For years, Tulsa was the Oil Capital of the World. Today, the buzzing center on banks of the Arkansas River is becoming what The Washington Post calls “a musical Mecca”—one that’s contributed to the city’s #4 ranking in our Product category, which tracks institutions (in this case, Museums) and Attractions.
The recent opening of the $20-million, 6,000-object Bob Dylan Archive near the Guthrie Center (as in folk singer Woody Guthrie) makes Tulsa “the headquarters of Americana Music” according to Rice University historian Douglas Brinkley. Appropriately, Route 66 is nearby.
The city’s relative housing affordability and #2 ranking for Prosperity among small American cities means a steady influx of young talent. The latest example? Tulsa Remote attracts new residents who already have full-time employment or are self-employed and can work from anywhere with $10,000 in cash, a housing stipend of $1,000 and free-coworking space in Tulsa. More than 10,000 people applied in recent months.

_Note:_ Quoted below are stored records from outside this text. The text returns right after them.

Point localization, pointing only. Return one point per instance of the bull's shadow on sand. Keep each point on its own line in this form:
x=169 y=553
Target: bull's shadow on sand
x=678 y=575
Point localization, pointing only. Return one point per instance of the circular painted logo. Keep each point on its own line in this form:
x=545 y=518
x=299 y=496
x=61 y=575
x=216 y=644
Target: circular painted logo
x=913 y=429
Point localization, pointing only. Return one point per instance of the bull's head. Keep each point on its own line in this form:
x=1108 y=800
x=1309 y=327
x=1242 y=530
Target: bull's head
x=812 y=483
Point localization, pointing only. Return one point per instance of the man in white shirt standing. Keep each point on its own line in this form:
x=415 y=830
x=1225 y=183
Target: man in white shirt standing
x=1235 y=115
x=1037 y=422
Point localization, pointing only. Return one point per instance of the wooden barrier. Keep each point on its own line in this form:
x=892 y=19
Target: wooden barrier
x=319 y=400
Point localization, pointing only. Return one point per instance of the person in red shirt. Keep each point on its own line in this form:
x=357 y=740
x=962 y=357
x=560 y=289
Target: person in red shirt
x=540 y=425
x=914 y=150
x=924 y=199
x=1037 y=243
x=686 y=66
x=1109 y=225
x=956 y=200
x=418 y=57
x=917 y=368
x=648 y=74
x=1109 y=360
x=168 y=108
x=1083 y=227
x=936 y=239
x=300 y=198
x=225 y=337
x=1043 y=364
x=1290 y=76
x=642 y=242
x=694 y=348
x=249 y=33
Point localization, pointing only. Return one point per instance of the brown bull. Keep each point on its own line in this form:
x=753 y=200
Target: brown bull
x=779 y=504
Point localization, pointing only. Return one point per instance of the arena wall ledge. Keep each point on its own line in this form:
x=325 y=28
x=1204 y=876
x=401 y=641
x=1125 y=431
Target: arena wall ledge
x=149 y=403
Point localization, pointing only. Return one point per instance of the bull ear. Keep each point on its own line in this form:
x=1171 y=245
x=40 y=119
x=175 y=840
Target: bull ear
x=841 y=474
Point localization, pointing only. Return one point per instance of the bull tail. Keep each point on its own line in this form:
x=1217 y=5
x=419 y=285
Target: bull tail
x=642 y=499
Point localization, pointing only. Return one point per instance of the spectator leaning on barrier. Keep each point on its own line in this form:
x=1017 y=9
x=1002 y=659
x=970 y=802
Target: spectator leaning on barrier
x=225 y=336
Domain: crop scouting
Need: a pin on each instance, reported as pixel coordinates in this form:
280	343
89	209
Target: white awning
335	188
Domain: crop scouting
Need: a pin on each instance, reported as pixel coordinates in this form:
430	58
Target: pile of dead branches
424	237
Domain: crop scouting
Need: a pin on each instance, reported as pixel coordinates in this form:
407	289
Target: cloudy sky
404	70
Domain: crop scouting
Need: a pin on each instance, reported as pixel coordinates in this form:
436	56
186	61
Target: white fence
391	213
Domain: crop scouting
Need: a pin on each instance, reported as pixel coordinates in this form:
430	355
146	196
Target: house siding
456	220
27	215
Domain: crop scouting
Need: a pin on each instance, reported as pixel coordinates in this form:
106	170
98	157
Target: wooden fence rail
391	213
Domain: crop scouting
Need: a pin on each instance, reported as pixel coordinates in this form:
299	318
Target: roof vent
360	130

The old money is helping invest in engaging the new. The Kaiser Institution—long a regional benefactor and the money behind Tulsa Remote—just helped christen The Gathering Place, a 66.5-acre (soon 100 acres), $465-million riverside park designed, like the best Dylan tune, to undo urban divisions of geography, race and class. No wonder people are Googling this place so much.